Where persons intend to become partners together, they do not become such unless and until they commence trading as such - before they actually commence trading, no partnership exists (Dickinson v Valpy (1829) 10 B & C 128 at 140 per Parke J).
The word 'firm' is used to refer to the persons who constitute the partners. In English law a partnership or firm is not a 'person' or legal entity (Sadler v Whiteman [1910] 1 KB 868 at 889, CA per Farwell J ("In English law a firm as such has no existence")), although all the members of a firm may sue (or be sued) on a contract made in the firm name, or on a contract made by one of them as agent for the firm (Skinner v Stocks (1821) 4 B & Ald 437), and, when there is joint damage, all may sue in an action of tort, founded upon such damage (Longman v Pole (1828) Mood & M 223).

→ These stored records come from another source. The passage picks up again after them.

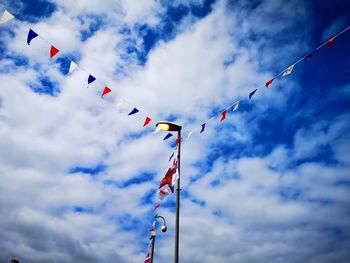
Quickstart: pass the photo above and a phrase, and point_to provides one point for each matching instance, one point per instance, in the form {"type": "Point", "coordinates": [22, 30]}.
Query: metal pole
{"type": "Point", "coordinates": [153, 241]}
{"type": "Point", "coordinates": [177, 217]}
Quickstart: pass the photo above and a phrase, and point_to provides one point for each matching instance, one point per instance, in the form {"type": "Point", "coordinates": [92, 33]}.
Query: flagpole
{"type": "Point", "coordinates": [177, 217]}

The relation between promoters associated only to form a company is not a partnership; nor is the relation between executors carrying on under the powers of the will and in the same firm name a business owned solely by their testator in itself a partnership. It is also unlikely that a purely domestic arrangement will constitute a partnership (see Britton v Customs and Excise Comrs [1986] VATTR 209 (re a husband and wife)).
Partnership involves a contract between partners to engage in a business with a view to profit. As a general rule, each partner contributes either property, skill or labour, but this is not essential. A person who contributes property without labour, and has the rights of a partner, is usually termed a "sleeping" or "dormant" partner. A sleeping partner may, however, contribute nothing. The question whether or not there is a partnership is one of mixed law and fact.